Reputation: 13
I've been attempting to use the cv.glmnet function from the glmnet package in R when making a cv LASSO regression. I want to standardize my explanatory variables as they are all on differing scales. I first used the argument standardize = TRUE
and then cross checked the answer by scaling my data beforehand. However, it appears that I'm getting different lambda and MSE results from both methods.

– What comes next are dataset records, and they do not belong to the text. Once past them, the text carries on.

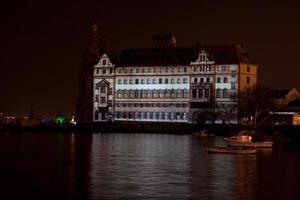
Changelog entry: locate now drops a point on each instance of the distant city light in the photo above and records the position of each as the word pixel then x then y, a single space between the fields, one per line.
pixel 73 120
pixel 60 119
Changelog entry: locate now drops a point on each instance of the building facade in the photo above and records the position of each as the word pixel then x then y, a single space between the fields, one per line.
pixel 172 84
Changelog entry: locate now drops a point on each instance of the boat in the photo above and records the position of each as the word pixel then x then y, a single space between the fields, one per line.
pixel 241 140
pixel 231 150
pixel 202 133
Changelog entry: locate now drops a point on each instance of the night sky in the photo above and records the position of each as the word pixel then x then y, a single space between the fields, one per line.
pixel 42 41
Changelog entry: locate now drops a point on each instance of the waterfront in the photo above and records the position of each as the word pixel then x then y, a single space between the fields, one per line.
pixel 140 166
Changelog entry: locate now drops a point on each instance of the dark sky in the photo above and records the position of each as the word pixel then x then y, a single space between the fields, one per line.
pixel 42 41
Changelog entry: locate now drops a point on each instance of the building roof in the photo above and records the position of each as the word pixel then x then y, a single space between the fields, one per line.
pixel 168 56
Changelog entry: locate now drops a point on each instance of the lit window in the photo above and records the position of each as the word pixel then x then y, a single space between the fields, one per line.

Please see below.
set.seed(34064064)
library(glmnet)
library(ISLR2)
Hitters<-na.omit(Hitters)
x <- model.matrix(Salary~.,Hitters)[,-1]
y <- Hitters$Salary
cv<-cv.glmnet(x,y,lambda=exp(seq(-2, 4, length.out = 30)),nfolds=10,alpha=1,standardize = TRUE,type.measure = "mse")
cv$lambda.min
[1] 3.014543
##--- Scaling data beforehand
data<-na.omit(Hitters)
y<-data$Salary
x<-model.matrix(Salary~.,data=data)
x<-x[,-1]
for (i in 1:ncol(x)) {
if (is.numeric(x[,i])) {
x[,i] <- (x[,i] - mean(x[,i])) / sd(x[,i])
}
}
cv<-cv.glmnet(x,y,lambda=exp(seq(-2, 4, length.out = 30)),alpha=1,nfolds=10,standardize = FALSE,type.measure = "mse")
cv$lambda.min
[1] 2.451136
Upvotes: 0
Views: 49